The enterprises are struggling to manage the multiple dimensions of ever increasing data. This was one of the most discussed challenges in many events like Hadoop Summit, in San Jose, and the Spark Summit in San Francisco, this month. The discussions were mostly around twin challenges of stocking the data and putting it into meaningful information as well as on how data can be leveraged in real-time for decision making. The present IT readiness and market conditions make storage of huge data possible, but the problem lies in sorting and analyzing the data gathered from the customers across multiple sources. The challenge also lies in the concurrent analysis that not only analyzes the historic data but also the real-time data.
In this digital world, most of the customer interactions happen in real-time and are short lived too. Advancements in streaming analytics and in memory processing is now letting enterprises take advantage of real-time data for decisioning and operational intelligence. Companies like IBM acted immediately by endorsing Apache Spark, which is a in memory system. The company is planning to include the Apache project by training about 3500 researchers, data scientists and engineers to use Spark. This would step up the adoption of real-time analytics.
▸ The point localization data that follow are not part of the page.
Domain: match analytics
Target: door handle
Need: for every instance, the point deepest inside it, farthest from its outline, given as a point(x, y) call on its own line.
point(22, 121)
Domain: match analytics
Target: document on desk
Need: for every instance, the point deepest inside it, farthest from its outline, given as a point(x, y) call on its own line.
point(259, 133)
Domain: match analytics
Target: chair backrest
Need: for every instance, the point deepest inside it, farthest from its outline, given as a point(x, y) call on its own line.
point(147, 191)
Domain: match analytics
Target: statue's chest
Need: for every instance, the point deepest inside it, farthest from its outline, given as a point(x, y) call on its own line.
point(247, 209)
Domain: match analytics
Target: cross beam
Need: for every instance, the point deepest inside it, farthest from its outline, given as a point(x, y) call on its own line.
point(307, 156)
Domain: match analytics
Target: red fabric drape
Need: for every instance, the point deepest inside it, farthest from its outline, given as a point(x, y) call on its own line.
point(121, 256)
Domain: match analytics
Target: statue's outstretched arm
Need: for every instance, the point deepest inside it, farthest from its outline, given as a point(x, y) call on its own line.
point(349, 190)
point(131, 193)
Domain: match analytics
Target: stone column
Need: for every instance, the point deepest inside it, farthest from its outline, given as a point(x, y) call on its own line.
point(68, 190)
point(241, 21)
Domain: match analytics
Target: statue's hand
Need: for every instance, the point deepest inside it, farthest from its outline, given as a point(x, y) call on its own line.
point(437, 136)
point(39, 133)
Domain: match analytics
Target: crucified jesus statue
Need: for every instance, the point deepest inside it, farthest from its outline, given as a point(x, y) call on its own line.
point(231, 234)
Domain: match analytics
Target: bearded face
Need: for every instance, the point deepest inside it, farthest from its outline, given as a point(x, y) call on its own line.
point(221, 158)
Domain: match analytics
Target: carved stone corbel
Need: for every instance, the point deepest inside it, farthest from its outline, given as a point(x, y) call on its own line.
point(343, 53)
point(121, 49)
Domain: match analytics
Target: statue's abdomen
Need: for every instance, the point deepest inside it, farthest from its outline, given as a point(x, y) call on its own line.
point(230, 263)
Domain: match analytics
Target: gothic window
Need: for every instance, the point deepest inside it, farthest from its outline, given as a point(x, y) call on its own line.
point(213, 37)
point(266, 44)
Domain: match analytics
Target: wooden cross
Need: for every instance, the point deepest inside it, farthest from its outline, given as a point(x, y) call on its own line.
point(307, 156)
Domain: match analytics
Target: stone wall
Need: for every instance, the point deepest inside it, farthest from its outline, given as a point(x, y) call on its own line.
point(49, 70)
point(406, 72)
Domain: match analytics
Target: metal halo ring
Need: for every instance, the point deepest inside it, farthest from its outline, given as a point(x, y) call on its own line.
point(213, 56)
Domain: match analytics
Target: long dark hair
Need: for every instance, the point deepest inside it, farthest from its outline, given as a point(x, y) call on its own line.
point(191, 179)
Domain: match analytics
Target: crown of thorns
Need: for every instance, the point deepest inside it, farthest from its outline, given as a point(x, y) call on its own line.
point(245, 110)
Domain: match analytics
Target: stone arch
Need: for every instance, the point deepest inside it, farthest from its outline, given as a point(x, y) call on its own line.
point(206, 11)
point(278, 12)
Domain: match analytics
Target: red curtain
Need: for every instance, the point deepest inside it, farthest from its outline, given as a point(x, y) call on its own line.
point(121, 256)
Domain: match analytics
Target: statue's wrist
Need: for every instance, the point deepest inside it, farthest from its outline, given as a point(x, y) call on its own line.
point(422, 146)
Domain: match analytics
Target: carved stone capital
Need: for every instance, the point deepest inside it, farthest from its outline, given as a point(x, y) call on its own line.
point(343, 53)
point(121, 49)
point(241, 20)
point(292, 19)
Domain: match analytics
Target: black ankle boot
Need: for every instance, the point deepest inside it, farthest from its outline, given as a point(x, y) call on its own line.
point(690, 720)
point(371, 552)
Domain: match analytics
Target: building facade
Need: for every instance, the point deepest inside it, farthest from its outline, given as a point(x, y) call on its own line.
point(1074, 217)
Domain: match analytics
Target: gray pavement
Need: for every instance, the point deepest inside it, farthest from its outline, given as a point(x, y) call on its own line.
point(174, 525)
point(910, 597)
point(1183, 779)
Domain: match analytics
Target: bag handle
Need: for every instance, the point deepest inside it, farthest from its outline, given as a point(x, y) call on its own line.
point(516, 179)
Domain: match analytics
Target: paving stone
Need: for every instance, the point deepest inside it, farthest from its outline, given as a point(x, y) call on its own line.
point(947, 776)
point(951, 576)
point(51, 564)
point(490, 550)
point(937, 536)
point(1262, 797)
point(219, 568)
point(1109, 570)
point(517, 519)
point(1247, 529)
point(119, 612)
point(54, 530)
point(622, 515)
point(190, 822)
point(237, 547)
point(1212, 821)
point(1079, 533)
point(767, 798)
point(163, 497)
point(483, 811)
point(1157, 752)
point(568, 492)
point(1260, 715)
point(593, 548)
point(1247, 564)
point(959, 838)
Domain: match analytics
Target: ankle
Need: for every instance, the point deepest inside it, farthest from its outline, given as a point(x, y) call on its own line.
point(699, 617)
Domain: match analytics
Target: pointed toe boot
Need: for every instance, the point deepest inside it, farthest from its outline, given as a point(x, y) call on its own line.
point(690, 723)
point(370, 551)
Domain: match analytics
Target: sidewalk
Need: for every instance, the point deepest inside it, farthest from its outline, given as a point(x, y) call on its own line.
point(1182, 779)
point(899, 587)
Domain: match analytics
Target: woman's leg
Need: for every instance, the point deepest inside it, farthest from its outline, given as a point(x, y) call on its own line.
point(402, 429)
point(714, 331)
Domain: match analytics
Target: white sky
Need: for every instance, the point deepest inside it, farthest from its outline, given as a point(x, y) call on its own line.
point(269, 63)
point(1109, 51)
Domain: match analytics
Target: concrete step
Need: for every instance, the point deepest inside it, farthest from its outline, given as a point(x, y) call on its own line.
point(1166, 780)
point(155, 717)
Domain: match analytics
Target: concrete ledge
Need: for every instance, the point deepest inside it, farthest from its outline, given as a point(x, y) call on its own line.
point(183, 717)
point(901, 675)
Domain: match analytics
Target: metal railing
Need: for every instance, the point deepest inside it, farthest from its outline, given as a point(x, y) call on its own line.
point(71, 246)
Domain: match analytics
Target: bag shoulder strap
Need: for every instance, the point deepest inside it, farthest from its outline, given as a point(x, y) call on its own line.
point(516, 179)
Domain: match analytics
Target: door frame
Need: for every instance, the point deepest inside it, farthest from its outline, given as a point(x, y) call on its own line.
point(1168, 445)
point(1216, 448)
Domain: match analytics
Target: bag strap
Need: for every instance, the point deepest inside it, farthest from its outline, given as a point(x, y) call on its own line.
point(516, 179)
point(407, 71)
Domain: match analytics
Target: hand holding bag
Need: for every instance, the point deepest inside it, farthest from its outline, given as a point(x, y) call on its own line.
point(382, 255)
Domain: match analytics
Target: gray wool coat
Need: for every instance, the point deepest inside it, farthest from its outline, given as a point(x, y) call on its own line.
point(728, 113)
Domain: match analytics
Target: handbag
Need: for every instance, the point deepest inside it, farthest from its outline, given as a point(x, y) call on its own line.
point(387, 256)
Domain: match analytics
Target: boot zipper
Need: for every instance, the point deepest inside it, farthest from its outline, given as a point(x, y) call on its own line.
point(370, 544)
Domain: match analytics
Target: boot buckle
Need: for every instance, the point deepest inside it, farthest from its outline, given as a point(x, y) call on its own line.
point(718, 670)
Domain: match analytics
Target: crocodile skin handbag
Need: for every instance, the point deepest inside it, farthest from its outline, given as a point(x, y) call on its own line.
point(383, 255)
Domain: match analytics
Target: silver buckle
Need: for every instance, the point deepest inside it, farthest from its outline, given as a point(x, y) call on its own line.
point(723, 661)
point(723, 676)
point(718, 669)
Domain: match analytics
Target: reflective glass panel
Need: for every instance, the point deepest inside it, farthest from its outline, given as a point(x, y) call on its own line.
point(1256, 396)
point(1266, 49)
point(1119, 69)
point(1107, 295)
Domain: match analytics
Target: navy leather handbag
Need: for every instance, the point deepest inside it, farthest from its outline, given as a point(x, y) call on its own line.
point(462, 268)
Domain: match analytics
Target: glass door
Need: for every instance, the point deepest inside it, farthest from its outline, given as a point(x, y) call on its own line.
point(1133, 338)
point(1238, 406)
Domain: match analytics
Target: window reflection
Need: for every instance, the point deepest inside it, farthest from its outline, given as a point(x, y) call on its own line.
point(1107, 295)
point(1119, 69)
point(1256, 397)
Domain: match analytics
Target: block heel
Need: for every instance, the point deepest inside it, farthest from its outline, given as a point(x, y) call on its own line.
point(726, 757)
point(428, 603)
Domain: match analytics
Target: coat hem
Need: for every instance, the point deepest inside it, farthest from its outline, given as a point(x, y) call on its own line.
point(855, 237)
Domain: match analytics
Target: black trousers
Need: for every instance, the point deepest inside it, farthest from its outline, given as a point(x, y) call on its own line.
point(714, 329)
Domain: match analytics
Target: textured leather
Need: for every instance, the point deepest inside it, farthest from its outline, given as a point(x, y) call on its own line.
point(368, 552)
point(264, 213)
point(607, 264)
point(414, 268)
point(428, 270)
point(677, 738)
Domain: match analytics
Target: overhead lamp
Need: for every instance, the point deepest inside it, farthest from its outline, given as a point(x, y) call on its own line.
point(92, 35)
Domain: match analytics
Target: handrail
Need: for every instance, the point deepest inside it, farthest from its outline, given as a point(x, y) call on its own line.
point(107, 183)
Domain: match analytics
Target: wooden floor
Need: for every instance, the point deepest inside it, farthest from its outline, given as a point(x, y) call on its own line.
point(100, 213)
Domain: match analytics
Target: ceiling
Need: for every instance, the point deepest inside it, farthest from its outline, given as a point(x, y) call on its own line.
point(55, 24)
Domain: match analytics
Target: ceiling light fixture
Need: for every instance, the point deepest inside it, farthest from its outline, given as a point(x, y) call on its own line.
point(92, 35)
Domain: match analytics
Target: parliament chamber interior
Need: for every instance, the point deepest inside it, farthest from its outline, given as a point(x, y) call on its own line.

Doug Henschen who is currently into Constellation Research stated in his blog regarding the statements made by the IBM executives of integrating everything in analytics portfolio and features of Spark that involved the task of data conversion, distribution, scheduling, and joining the actual data followed by its concurrent analysis. It has an advantage over Hadoop which relies on Map Reduce and its ability to host SQL queries.IBM further states that it would be running its own analytics including System ML, SPSS and IBM Streams. Henschen concluded that the features will be beneficial in the long run with Sparks supporting Scala, Java, Python .At Spark Summit, Amazon Web Services made an announcement of providing free Spark service on Amazon Elastic Map Reduce, and its plans of providing Spark services on BlueMix Z and Soft Layer and its expected that IBM‘s endorsement with Spark will set a milestone for the company in handling the Big data.